2
votes

I have a C++ app in which I create pthreads to run user provided functions. I want to be able to be alerted in some way when a thread exits so that I can remove it from an array of pthread that I am using to keep the threads. Is there a way to do this, or should the function just set some "magic value". Because my main code that spawns the pthreads is in a sort of runloop, I can easily check for an exit condition.


Also, is using a std::vector<pthread_t> overdoing to keep track of my threads an overload? The number of threads is not necessarily any sort of constant, many threads or very few could be running. Or is there another STL container that would be good for these additions and deletions (additions always at one end, deletions almost anywhere). Is there some other structure for keeping track of pthreads? Would a stack or a list be right here? Or a standard C array with a generous maximum good? Due to the nature of the problem, I could also maintain a fixed size array of worker threads to whom I pass the user functions that must be executed. Is this a good solution?

Sorry for the long confused question, but I have only worked with threading in dynamic languages where this would never be an issue.


EDIT (3/08/12): After reading @jojojapan's answer, I have decided to use a threadpool of sorts. In my structure, I have one producer (a thread in a runloop) and many consumers (the worker threads in the pool). Is there a data structure that is made for multithreaded one-producer many-consumer use? Or whould I just use a std::queue with a pthread_mutex_t on it?

3
When you say "to run user provided functions", is it you who are writing the thread funcs?Duck
Dynamic languages ? You mean GC languages ;).J.N.
@Duck: No. I'm writing a library, and the programmer who uses it writes these functions.Linuxios
@J.N.: Yes, that is what I mean. Ruby and C#, to be specific.Linuxios

3 Answers

3
votes
  1. One option you might want to consider is to not actually end and delete threads once they finished a task, but instead keep them alive and have them wait for a new task to be assigned to them. You can accomplish this by doing two things:

    1. Use an (almost) infinite loop in the thread
    2. Use a concurrent queue or some other technique that makes them wait for a signal to be given by another thread. Design patterns and strategies are discussed in several SO questions, e.g. this one
  2. If you really want to send a signal once a thread ends, you can use a pthread_cond_t and call pthread_cond_signal on it just before a thread reaches its return statement. Of course that assumes that there is some other thread running that waits for these signals and acts upon them by removing the corresponding thread from the vector. Details on the usage are described on the corresponding man page, but also in this SO post.

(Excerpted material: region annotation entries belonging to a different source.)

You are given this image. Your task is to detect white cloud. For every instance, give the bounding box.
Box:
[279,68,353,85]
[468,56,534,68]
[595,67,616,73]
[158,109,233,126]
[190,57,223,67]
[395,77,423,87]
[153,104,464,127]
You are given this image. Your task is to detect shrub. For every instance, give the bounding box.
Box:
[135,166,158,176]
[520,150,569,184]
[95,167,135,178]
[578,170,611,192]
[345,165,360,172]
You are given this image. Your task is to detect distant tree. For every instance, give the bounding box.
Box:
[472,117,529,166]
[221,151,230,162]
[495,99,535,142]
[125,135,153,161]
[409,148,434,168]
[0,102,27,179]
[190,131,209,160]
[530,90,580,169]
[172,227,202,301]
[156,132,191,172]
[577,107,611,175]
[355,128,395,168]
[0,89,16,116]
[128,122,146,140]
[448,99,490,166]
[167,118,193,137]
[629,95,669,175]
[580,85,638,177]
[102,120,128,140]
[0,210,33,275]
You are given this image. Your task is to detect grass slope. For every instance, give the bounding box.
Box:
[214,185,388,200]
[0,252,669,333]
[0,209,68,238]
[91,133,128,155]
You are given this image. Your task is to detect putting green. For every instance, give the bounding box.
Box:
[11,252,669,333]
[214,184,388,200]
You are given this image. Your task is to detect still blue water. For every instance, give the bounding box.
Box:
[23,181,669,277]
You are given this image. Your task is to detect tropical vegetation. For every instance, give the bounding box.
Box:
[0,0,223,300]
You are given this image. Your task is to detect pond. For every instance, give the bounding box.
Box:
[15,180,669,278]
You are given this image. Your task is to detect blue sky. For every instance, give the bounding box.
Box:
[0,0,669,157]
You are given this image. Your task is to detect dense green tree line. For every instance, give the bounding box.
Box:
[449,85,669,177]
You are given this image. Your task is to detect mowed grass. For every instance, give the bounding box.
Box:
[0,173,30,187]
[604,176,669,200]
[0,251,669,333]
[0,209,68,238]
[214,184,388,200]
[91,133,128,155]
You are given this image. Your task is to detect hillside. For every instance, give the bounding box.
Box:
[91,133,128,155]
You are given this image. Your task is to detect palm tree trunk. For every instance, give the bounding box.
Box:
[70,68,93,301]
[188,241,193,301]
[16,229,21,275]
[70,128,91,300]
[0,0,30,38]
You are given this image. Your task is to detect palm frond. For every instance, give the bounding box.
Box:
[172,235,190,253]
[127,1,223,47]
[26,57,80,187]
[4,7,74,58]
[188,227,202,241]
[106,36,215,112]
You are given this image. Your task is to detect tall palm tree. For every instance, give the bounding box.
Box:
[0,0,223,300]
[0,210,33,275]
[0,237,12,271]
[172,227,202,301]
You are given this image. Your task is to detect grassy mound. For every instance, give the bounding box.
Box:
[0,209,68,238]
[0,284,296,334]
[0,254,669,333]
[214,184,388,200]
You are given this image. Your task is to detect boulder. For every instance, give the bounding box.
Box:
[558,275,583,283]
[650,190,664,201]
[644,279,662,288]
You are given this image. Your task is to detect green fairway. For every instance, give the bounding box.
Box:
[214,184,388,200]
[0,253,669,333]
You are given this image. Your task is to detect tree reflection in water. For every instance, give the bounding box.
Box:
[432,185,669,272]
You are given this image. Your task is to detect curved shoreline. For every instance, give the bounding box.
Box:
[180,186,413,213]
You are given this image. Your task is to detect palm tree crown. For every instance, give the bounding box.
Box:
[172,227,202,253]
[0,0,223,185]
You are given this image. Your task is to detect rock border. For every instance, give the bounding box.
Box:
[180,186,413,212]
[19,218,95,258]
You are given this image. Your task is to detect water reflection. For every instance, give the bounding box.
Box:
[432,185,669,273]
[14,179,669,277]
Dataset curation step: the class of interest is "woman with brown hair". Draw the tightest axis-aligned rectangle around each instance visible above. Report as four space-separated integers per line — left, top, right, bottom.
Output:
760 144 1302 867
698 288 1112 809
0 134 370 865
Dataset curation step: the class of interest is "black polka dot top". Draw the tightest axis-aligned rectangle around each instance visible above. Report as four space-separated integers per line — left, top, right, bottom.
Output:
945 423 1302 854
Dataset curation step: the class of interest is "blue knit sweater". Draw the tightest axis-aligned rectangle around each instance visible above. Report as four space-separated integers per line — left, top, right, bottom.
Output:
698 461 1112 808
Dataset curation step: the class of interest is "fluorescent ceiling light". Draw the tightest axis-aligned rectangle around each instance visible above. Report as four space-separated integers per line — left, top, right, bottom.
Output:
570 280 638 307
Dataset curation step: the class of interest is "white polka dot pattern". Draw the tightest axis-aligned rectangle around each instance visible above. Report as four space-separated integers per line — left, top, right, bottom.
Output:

Edit related to the comment and the edited part of the question:

  1. Regarding the number of worker threads: That depends on the resources used the most by the threads. If what those threads do is mostly computation and a bit of memory access, in other words, if they are CPU-bound, it makes sense to use as many threads as your CPU can maintain (specifically, there is a certain number of cores, and number of (hardware) threads per core that your CPU can run before they start slowing each other down. The threads you are creating (software threads) should be about as many, or perhaps a few more (up to two times as many as hardware threads is reasonable according to what @Tudor says here)). However, if your threads make heavy use of memory (memory-bound) or harddisk (IO-bound) or other resources such as the network, NFS, or some other server, you might want to reduce the number of threads in order (a) not to cause them to block each other, and (b) not to put unreasonably much load on certain resources. Determining the right number of threads may be a matter of experimenting, and keeping the number configurable is generally a good idea.

  2. Regarding the best data structure to store work tasks: The concurrent bounded queue mentioned in the comments of the post I cited further above is probably very good. I haven't tried it myself, though. But if you'd like to keep things simple, a standard std::queue, or even simply a std::vector would not be a bad choice, if you protect them properly using the signal/mutex technique.

1
votes

Consider changing strategy entirely and use an existing threadpool library. They'll do the job for you, you will save a lot of not so funny debugging.

Boost.thread pool is one of many, link.

1
votes

A simple way to do this is to just use a pipe.

Open the pipe before spawning the threads. Pass the pipe fd as part of your thread data. Before the thread exits have it write its pthread_self() to the pipe. Have main or separate thread on the read end of pipe. It reads the dead thread's tid and immediately does a pthread_join. (If it is a separate reaper thread it can just block on the pipe read; if it is in main just make it part of your select/poll or whatever.)

This gives you the flexibility of not using an data structure to save the TIDs at all if don't want. If you do want to save them then a list or a map is a better choice than a vector.

If you have main starting the threads and a separate 'reaper' thread collecting them and you want to save them in some structure then you will need to synchronizing access to the structure between the two.